School of Last Resort
New doc shows a high school that reaches the most far gone students
Twentynine Palms, California, is the perfect setting for a film noir – see the eponymous 2003 film – not an inspiring educational documentary. It's arid, isolated, with a meth problem and double-digit unemployment. It's the kind of community with an implicit acceptance that kids will drop out. But Black Rock High, the school featured in new documentary The Bad Kids, is busting that expectation.
Filmmakers Keith Fulton and Lou Pepe made their names far away from the classroom, by twice chronicling the erratic genius of Terry Gilliam (first in 1996's The Hamster Factor and Other Tales of Twelve Monkeys, then 2002's Lost in La Mancha). In 2011, the pair were hired by Teaching Channel to create short documentaries about public school teachers who were making a difference. After filming several stories in urban Los Angeles, they needed a more rural campus for balance. Twentynine Palms, with its combination of pressing need and spectacular scenery, seemed perfect. Pepe said, "The Los Angeles school district is difficult to work with, because it's huge, and they treat most requests to shoot in a school as if you're a network TV show. It's just a lot of red tape.

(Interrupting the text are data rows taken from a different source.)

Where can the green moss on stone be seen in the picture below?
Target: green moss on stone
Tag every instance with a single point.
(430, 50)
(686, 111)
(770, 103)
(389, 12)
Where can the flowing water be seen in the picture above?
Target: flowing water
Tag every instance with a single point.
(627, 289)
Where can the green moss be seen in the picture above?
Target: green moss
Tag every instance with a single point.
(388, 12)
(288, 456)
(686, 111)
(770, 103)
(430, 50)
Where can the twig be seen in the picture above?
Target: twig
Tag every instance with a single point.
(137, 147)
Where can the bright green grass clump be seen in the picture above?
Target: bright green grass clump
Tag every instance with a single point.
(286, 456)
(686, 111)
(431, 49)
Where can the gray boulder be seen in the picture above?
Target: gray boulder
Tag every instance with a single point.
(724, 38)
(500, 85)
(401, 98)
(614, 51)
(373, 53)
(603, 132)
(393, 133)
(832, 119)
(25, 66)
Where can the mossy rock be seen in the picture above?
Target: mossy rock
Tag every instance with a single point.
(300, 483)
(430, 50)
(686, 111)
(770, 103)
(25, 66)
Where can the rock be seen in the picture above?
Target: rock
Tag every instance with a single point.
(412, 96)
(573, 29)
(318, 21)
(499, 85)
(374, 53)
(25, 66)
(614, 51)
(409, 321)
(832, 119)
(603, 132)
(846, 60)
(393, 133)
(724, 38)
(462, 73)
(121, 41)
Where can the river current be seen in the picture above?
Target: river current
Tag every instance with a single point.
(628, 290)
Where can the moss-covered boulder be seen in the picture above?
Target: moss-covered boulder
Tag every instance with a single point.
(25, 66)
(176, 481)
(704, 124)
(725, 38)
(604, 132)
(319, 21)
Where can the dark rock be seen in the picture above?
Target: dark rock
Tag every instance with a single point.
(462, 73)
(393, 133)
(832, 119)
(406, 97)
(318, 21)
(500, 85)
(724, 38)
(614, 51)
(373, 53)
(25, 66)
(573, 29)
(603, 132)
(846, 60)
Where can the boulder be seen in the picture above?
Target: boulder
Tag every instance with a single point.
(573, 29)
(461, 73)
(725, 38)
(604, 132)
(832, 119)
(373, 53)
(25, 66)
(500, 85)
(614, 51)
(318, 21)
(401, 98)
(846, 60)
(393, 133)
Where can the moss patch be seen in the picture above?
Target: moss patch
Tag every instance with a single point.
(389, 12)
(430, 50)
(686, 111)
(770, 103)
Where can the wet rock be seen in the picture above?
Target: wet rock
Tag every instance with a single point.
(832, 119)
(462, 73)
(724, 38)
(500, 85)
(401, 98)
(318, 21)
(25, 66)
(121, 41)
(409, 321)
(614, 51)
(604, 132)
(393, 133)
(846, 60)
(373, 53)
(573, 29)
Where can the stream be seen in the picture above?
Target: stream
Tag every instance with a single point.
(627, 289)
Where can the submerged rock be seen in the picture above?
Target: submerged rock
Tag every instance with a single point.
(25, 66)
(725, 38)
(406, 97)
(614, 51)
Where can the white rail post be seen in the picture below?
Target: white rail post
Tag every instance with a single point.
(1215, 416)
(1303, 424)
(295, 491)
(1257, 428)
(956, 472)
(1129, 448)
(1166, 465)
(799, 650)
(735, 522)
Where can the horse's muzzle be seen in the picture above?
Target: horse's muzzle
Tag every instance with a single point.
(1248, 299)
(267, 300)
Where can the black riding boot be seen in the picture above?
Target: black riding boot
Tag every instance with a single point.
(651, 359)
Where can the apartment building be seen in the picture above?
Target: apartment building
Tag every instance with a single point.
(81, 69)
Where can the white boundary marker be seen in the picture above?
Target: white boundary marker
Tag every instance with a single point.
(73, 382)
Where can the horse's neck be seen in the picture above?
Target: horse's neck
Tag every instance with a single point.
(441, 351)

We thought, 'Well, let's go to a district where no one goes, and they'll let us shoot whatever we want.'"
When the pair approached the Morongo Unified School District, they were looking for the traditional feel-good classroom story, and were nervous when administrators told them they should consider Black Rock. "Even in its community, it's known as the school where the bad kids go," Pepe said. "Kids who are homeless, or have kids of their own, or they're recovering from addiction, or they're dealing with abuse, or they've been expelled from their regular high school for behavioral issues, this is where those kids go." As soon as they visited the campus, not only did their concerns evaporate, but they knew that a 15-minute YouTube video wasn't going to be enough. "We walked in the door, and it was the warmest, most embracing environment you could imagine."
Black Rock is one of California's 500 continuation high schools, the network of campuses intended to get potential dropouts over the diploma finish line. Tragically, some are just body storage, a place to put students until they are 18 and no longer the system's problem. Many are run on strict, authoritarian discipline, as if yelling at these kids will make them pay attention. Not Black Rock: Under Principal Vonda Viland, Pepe said, "It's just the opposite. What these kids needed was a more maternal approach that was about acknowledging them, seeing them, letting them know that you see them, and treating them with a gentler hand, a hand that understands that they are more fragile than you think they are."
The program is set up much more like a middle school than a high school, giving flexibility when kids need it because of erratic home lives, and providing all the support they need or can handle. There is still discipline, even expulsions, but the staff knows that they may well be the school of last resort for many of their students. Pepe quoted Viland, and the philosophy behind what she calls her "nurture and nag" approach to education: "The students who need the most love are the ones that show it in the least loving ways." He admitted that "it sounds a little touchy-feely, but for many of these kids, the eight hours when they're at school are the safe hours of their day."
Over the course of a school year, the two-man crew of Pepe and Fulton filmed and talked to many of the Black Rock kids before three came to the fore. None of them are the stereotypical tough case of dropout fiction: There's Jennifer Coffield, the hardworking student whose school career is derailed by an unsupportive family; Lee Bridges, a teen father balancing building a better future for his family against providing for them now; and Joey McGee, a promising and soulful young musician who Pepe describes as having a "mixture of regular teenage issues, addiction issues, and all kinds of issues bigger than I can understand." But just as important as showing these students' lives was portraying the reality of the Black Rock teachers: not miracle workers, just compassionate and determined. When a student arrives with a life full of troubles, "there is no fixing that," said Pepe. "It's about, how do you give young people tools so that when they're ready to take agency in their own lives, they have something more than when they started out?"